Mara tergelak, hingga napasnya tersengal dan dibarengi bahu yang bergerak naik-turun. “Memang, semenjak kamu menyeretku ke lingkaran setan ini!”

***

 “Kamu selalu cantik dari segala kondisi, Sayang.”

Pramam muncul di balik pintu, melangkah mendekati sang istri yang tengah mematutkan diri di depan cermin. Kiranya sudah puluhan kali Anne berputar sambil menggerakkan pakaiannya yang mahal. Sorot matanya berubah sedih kala menangkap perut yang tak lagi membesar. Dan kini Pramam mengikis jarak dengan memeluknya dari arah belakang.

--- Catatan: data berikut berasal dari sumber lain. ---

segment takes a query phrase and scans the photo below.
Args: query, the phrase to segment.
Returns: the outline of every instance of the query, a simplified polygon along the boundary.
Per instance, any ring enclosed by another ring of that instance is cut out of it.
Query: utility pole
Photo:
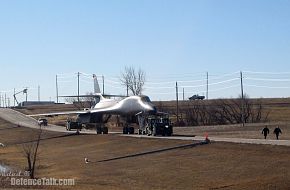
[[[40,86],[38,85],[38,101],[40,102]]]
[[[58,103],[58,82],[57,82],[57,75],[55,75],[55,88],[56,88],[56,103]]]
[[[2,107],[1,105],[1,101],[2,101],[2,95],[1,95],[1,92],[0,92],[0,108]]]
[[[184,88],[182,89],[183,101],[184,101]]]
[[[127,84],[127,96],[129,96],[129,86]]]
[[[15,92],[15,88],[14,88],[14,94],[15,94],[15,93],[16,93],[16,92]],[[13,99],[14,99],[14,104],[13,104],[13,105],[14,105],[14,107],[15,107],[15,98],[13,98]]]
[[[6,97],[6,93],[5,93],[5,97],[4,97],[4,99],[5,99],[5,105],[4,105],[4,107],[7,108],[7,97]]]
[[[177,121],[177,125],[179,125],[179,107],[178,107],[178,86],[177,86],[177,81],[176,81],[176,85],[175,85],[175,88],[176,88],[176,121]]]
[[[2,107],[5,107],[4,96],[2,95]]]
[[[245,126],[245,108],[244,108],[244,86],[243,86],[243,73],[240,72],[241,77],[241,94],[242,94],[242,123],[243,127]]]
[[[102,79],[103,79],[103,94],[105,94],[105,77],[104,77],[104,75],[102,75]]]
[[[80,72],[78,72],[78,102],[80,102]]]
[[[206,72],[206,99],[208,100],[208,72]]]

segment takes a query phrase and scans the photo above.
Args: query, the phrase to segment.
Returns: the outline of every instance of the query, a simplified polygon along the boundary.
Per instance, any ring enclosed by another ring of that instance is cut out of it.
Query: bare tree
[[[97,102],[99,102],[99,97],[95,97],[93,93],[86,93],[86,97],[80,97],[80,101],[78,102],[78,98],[76,97],[68,97],[65,98],[65,101],[73,104],[78,110],[82,110],[84,108],[91,108]]]
[[[24,156],[27,160],[27,171],[29,171],[29,176],[34,179],[36,162],[38,160],[38,148],[41,140],[42,128],[40,126],[37,139],[34,142],[24,144],[22,146]]]
[[[145,72],[141,69],[138,71],[134,67],[125,67],[120,78],[122,85],[127,87],[133,95],[141,95],[145,84]]]
[[[247,95],[244,99],[217,99],[211,105],[206,102],[194,102],[181,110],[185,112],[188,125],[221,125],[242,123],[242,106],[246,123],[265,122],[269,112],[265,111],[261,100],[252,100]]]
[[[85,102],[85,106],[87,107],[91,108],[100,101],[100,97],[94,96],[93,93],[87,93],[87,95],[88,95],[87,97],[84,97],[82,99],[82,101]]]

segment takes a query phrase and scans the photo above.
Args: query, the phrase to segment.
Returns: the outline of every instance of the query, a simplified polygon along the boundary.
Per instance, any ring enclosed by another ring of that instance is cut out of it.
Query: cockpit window
[[[148,96],[143,96],[142,97],[143,102],[151,102],[150,98]]]

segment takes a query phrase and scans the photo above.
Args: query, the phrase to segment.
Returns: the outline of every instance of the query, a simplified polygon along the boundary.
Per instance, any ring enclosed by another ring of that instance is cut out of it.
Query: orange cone
[[[206,141],[206,142],[210,142],[210,140],[209,140],[209,138],[208,138],[208,133],[207,133],[207,132],[205,132],[205,141]]]

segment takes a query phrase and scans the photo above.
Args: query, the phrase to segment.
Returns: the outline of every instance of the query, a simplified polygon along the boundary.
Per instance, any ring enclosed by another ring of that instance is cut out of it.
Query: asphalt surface
[[[19,125],[20,127],[39,129],[39,125],[36,119],[12,109],[0,108],[0,117],[10,123]],[[65,127],[51,124],[48,124],[47,126],[42,126],[42,129],[61,133],[75,133],[75,131],[67,131]],[[92,133],[93,131],[88,132]],[[84,131],[84,133],[88,132]]]
[[[12,109],[0,108],[0,117],[15,125],[39,129],[37,120]],[[65,127],[50,125],[50,124],[48,124],[48,126],[42,127],[42,129],[55,131],[55,132],[62,132],[62,133],[75,133],[75,131],[67,131]],[[96,134],[96,131],[82,130],[81,133]],[[205,137],[201,137],[201,136],[152,137],[152,136],[146,136],[146,135],[123,135],[123,134],[120,134],[120,135],[128,136],[128,137],[135,137],[135,138],[160,138],[160,139],[174,139],[174,140],[187,140],[187,141],[205,140]],[[268,144],[268,145],[290,146],[290,140],[265,140],[265,139],[221,138],[221,137],[209,137],[209,140],[213,142],[231,142],[231,143],[244,143],[244,144]]]
[[[195,136],[195,137],[187,137],[187,136],[171,136],[171,137],[151,137],[144,135],[123,135],[130,136],[136,138],[159,138],[159,139],[173,139],[173,140],[196,140],[202,141],[205,140],[205,137]],[[282,145],[282,146],[290,146],[290,140],[265,140],[265,139],[244,139],[244,138],[221,138],[221,137],[208,137],[208,139],[212,142],[230,142],[230,143],[242,143],[242,144],[268,144],[268,145]]]

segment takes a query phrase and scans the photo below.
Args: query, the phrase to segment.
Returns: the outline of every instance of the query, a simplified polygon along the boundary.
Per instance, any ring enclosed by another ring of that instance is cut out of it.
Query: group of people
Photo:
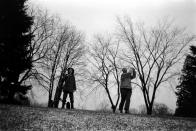
[[[136,77],[136,71],[134,68],[130,68],[127,71],[126,68],[122,69],[122,75],[120,78],[120,93],[121,102],[119,105],[120,113],[123,113],[123,108],[125,113],[129,113],[130,98],[132,94],[131,80]],[[63,81],[63,102],[62,108],[65,104],[67,108],[74,109],[74,92],[76,91],[76,81],[74,76],[74,69],[68,68],[68,74],[65,75]],[[66,102],[67,96],[70,97],[70,103]]]

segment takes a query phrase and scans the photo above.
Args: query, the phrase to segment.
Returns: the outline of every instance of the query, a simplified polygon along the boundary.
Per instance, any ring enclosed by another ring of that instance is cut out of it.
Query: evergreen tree
[[[20,74],[32,67],[28,33],[33,18],[28,16],[26,0],[0,1],[0,96],[10,102],[15,92],[23,94],[29,86],[22,86]]]
[[[176,116],[196,117],[196,46],[191,46],[190,50],[191,54],[187,55],[184,62],[180,84],[176,87]]]

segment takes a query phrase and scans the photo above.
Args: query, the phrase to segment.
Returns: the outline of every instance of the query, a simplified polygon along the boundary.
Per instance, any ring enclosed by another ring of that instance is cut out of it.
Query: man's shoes
[[[126,113],[126,114],[129,114],[129,110],[125,110],[125,113]]]
[[[120,113],[123,113],[123,111],[122,110],[119,110],[120,111]]]

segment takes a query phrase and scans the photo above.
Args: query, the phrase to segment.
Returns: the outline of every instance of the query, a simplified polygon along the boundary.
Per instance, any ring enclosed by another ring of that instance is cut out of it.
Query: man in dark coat
[[[127,72],[126,68],[123,68],[122,71],[123,74],[121,75],[120,82],[121,102],[119,110],[122,113],[124,107],[125,113],[129,113],[130,98],[132,94],[131,80],[136,77],[136,71],[134,68],[131,68],[129,72]]]
[[[64,108],[67,95],[69,94],[71,109],[74,109],[74,95],[73,93],[76,91],[76,81],[74,76],[74,69],[68,68],[68,74],[65,75],[63,82],[63,104],[62,108]]]

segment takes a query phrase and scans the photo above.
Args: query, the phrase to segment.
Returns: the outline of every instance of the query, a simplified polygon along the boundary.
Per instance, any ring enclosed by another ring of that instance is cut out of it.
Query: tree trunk
[[[150,104],[149,105],[149,107],[148,108],[146,108],[147,109],[147,115],[152,115],[152,104]]]
[[[115,113],[116,112],[116,106],[112,105],[112,112]]]
[[[118,71],[116,70],[116,72],[118,72]],[[118,106],[118,102],[119,102],[119,100],[120,100],[120,82],[119,82],[118,73],[116,73],[116,74],[117,74],[116,80],[117,80],[117,93],[118,93],[118,98],[117,98],[117,100],[116,100],[115,111],[116,111],[116,108],[117,108],[117,106]],[[115,113],[115,111],[114,111],[114,113]]]
[[[113,113],[115,113],[115,111],[116,111],[116,106],[114,105],[114,103],[113,103],[113,101],[112,101],[112,98],[111,98],[111,96],[110,96],[110,92],[109,92],[109,90],[108,90],[108,88],[106,87],[105,88],[105,90],[106,90],[106,92],[107,92],[107,94],[108,94],[108,98],[109,98],[109,100],[110,100],[110,103],[111,103],[111,108],[112,108],[112,111],[113,111]]]
[[[62,94],[62,88],[60,86],[58,86],[56,89],[55,97],[54,97],[54,107],[55,108],[58,108],[58,106],[59,106],[61,94]]]
[[[52,94],[49,94],[48,107],[53,107]]]
[[[51,75],[50,85],[49,85],[49,94],[48,94],[48,107],[53,107],[52,101],[52,92],[53,92],[53,83],[54,82],[54,75]]]
[[[62,79],[59,79],[59,83],[56,88],[56,92],[55,92],[55,96],[54,96],[54,107],[55,108],[58,108],[58,106],[59,106],[59,101],[60,101],[62,89],[63,89],[62,84],[63,84]]]
[[[152,94],[152,100],[149,103],[149,107],[147,108],[147,115],[152,115],[152,108],[153,108],[153,104],[154,104],[156,89],[157,89],[157,87],[154,87],[154,91]]]
[[[120,91],[118,92],[118,98],[117,98],[117,100],[116,100],[116,105],[112,107],[113,113],[116,112],[116,108],[117,108],[117,106],[118,106],[119,99],[120,99]]]
[[[60,75],[60,78],[59,78],[58,86],[56,88],[56,92],[55,92],[55,96],[54,96],[54,107],[55,108],[58,108],[59,101],[61,99],[61,94],[62,94],[62,91],[63,91],[63,82],[64,82],[64,79],[65,79],[64,78],[65,69],[66,68],[64,68],[61,71],[61,75]]]

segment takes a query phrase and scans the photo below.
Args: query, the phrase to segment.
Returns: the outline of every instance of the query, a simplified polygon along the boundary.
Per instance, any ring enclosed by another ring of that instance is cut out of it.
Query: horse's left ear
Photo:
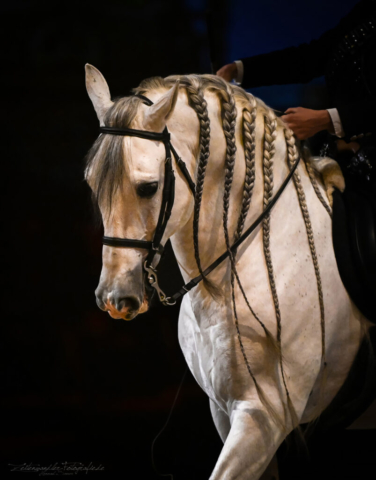
[[[166,121],[172,115],[179,93],[179,81],[166,92],[154,105],[147,108],[143,125],[148,130],[162,132]]]

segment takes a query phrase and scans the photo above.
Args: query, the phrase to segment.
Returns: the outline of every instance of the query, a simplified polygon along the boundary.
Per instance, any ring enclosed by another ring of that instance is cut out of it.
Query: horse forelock
[[[107,127],[129,128],[132,126],[142,100],[138,97],[121,97],[115,100],[106,113]],[[124,137],[99,135],[86,156],[85,178],[92,189],[95,205],[111,213],[114,196],[129,178],[130,152],[124,149]]]

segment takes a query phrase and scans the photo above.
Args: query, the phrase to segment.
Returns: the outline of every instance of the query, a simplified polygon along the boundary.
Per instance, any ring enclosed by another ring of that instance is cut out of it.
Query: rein
[[[153,105],[153,102],[141,94],[135,94],[135,96],[141,98],[144,103],[148,106]],[[175,305],[176,301],[187,294],[193,287],[195,287],[198,283],[200,283],[203,279],[203,276],[208,275],[211,271],[213,271],[218,265],[220,265],[229,255],[230,252],[234,252],[239,245],[241,245],[244,240],[257,228],[258,225],[264,220],[265,217],[270,213],[273,206],[278,201],[279,197],[281,196],[282,192],[285,190],[287,184],[291,180],[292,176],[295,173],[295,170],[299,164],[300,156],[296,160],[294,166],[291,168],[290,173],[285,178],[284,182],[278,189],[277,193],[274,197],[270,200],[267,207],[263,210],[263,212],[259,215],[259,217],[253,222],[253,224],[238,238],[238,240],[231,246],[229,250],[226,250],[220,257],[217,258],[206,270],[203,272],[203,275],[198,275],[197,277],[190,280],[186,283],[178,292],[176,292],[171,297],[167,297],[165,293],[161,290],[158,285],[158,276],[157,270],[152,267],[152,262],[155,255],[158,253],[162,255],[164,251],[164,246],[161,244],[163,234],[166,230],[166,226],[168,220],[171,216],[172,207],[174,206],[175,200],[175,175],[174,170],[172,168],[172,158],[171,152],[175,158],[176,164],[179,167],[180,171],[184,175],[190,190],[192,191],[193,195],[195,194],[195,183],[192,180],[187,166],[183,162],[183,160],[177,154],[175,148],[171,144],[170,133],[167,130],[167,127],[163,130],[162,133],[158,132],[149,132],[146,130],[136,130],[132,128],[113,128],[113,127],[100,127],[100,132],[109,135],[122,135],[122,136],[129,136],[129,137],[139,137],[145,138],[146,140],[155,140],[164,143],[165,150],[166,150],[166,160],[165,160],[165,178],[164,178],[164,186],[163,186],[163,193],[162,193],[162,204],[161,209],[159,212],[157,226],[154,232],[154,237],[152,241],[146,240],[137,240],[131,238],[116,238],[116,237],[103,237],[103,244],[110,246],[110,247],[125,247],[125,248],[143,248],[149,251],[149,254],[144,262],[144,270],[148,275],[148,280],[150,285],[156,290],[159,300],[163,305]]]

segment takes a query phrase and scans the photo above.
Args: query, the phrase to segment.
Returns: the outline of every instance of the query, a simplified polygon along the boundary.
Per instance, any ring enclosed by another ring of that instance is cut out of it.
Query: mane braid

Anne melirik, lantas tersenyum tipis. Pujian demi pujian yang dilayangkan padanya, terasa tidak cukup untuk mengobati luka akibat kehilangan ke sekian kali. Sampai sudah dua pekan setelah kepergian janinnya, wanita itu masih merasakan gerak geli di perutnya.

“Apa dengan tubuhku yang begini, masih bisa membuat kamu bergairah, Mas?” Anne mencurahkan kekhawatiran sambil menggerakkan telunjuk di punggung tangan Pramam.

Tidak segera menjawab, Pramam justru mendaratkan kecupan singkat di sebelah pipi Anne. Lalu turun ke area leher yang hendak diterkamnya saat itu juga. Namun, Anne menghindar.

“Aku nggak minta kamu buktikan detik ini juga, lho,” dengkus Anne. “Kamu kudu siap-siap, kita harus check semua kesehatan Mara. Semoga aja hasilnya baik, biar aku bisa cepat-cepat gendong anak sendiri.”

Harapan Anne begitu besar untuk memiliki keturunan. Sama seperti Pramam, tapi tidak sebesar milik Anne. Pramam sudah berserah diri dengan apa yang terjadi nanti. Jika di dunia ini rejeki anak tidak datang padanya, itu bukan masalah besar. Lagi pula ia percaya jika Pramam akan terus menyayanginya, sekalipun tanpa kehadiran anak di antara mereka.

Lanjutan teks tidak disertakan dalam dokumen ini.